We’ve all seen someone with rosacea, a chronic skin condition that can cause facial redness, bumps, pimples, thick skin and even bloodshot eyes.

Many Americans, mostly aged 30 to 50, have rosacea to some degree. Many people mistake the flushing and appearance of pimples as a recurrence of a skin problem from their teen years. Outbreaks on the cheeks and nose are common. However, it can also be seen on the forehead, neck and back.

Experts don’t know what causes rosacea. Risk factors include having fair skin that blushes easily. Any ethnic group can develop rosacea, although it is more common in people of northern and western European descent with a fair complexion. Women are three times more likely to develop the disease, but men often have more severe symptoms.

Over time, the redness of the skin becomes more noticeable and blood vessels may be seen. If untreated, symptoms such as bumps and pimples may develop. The nose may also become swollen. Rarely, the eyes are involved.

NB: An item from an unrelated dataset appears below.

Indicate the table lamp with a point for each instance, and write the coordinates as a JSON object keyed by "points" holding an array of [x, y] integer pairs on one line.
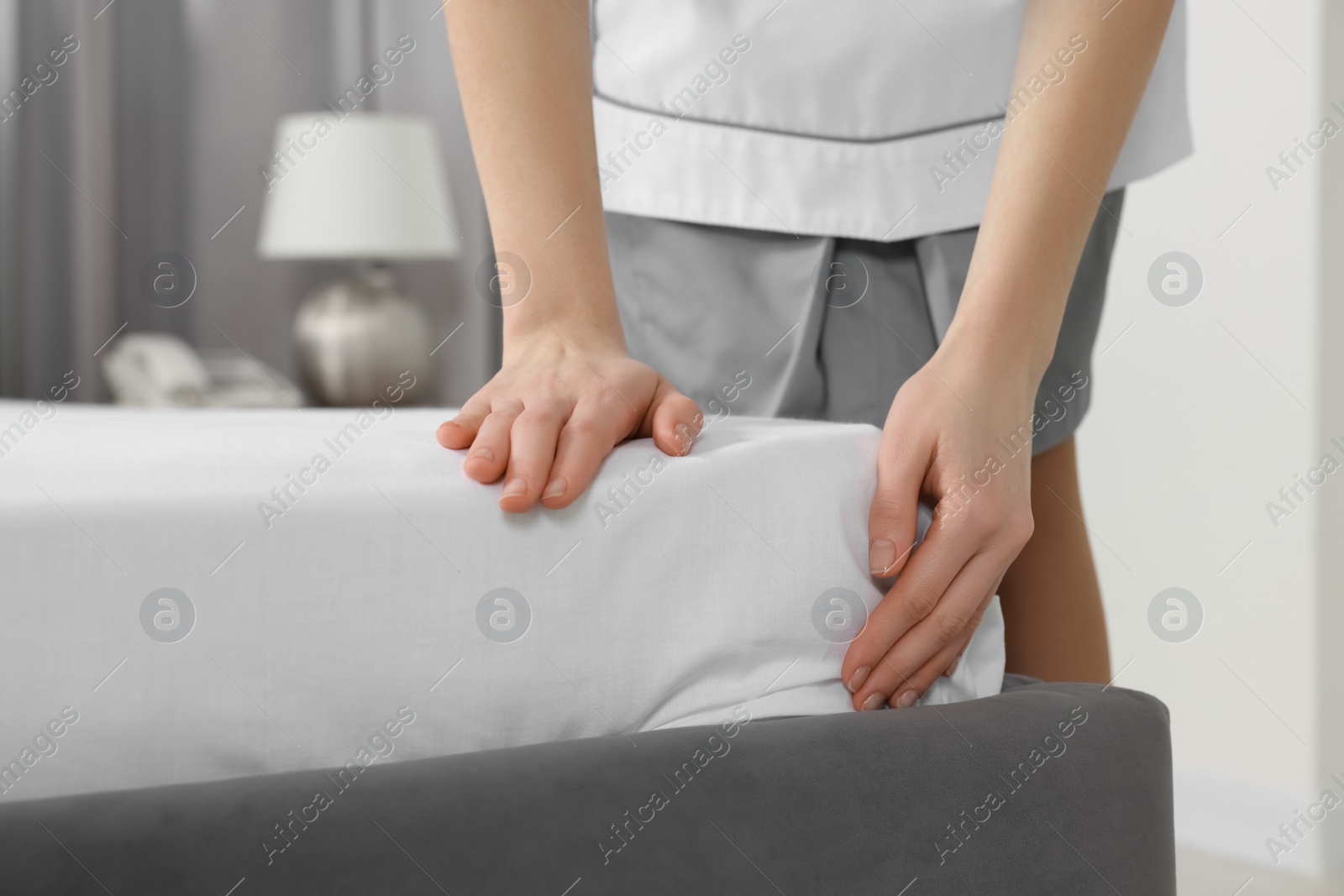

There is a high emotional impact for people with rosacea. Many people with the condition suffer from anxiety, anger and depression. Stress plays a big role in recurrence and worsening of symptoms. Therefore, the cycle of symptoms and frustration makes this disease seem hopeless to many. Although rosacea has no cure, effective treatments are available. Talk with your healthcare provider to find out which treatment is best for you.

Treatment includes the following:

  • Avoiding triggers, including stressful situations
  • Washing skin with mild soap and tepid or cool water
  • Using moisturizers and sunscreens
  • Drinking cool water
  • Using a cool towel on the face after working out
  • Makeup, particularly with a green tint, may be used to hide the redness
  • Prescription gels, creams, lotions and antibiotics
  • Lasers and other light therapy can treat some forms of rosacea

Always check your insurance coverage, as some procedures may be considered cosmetic.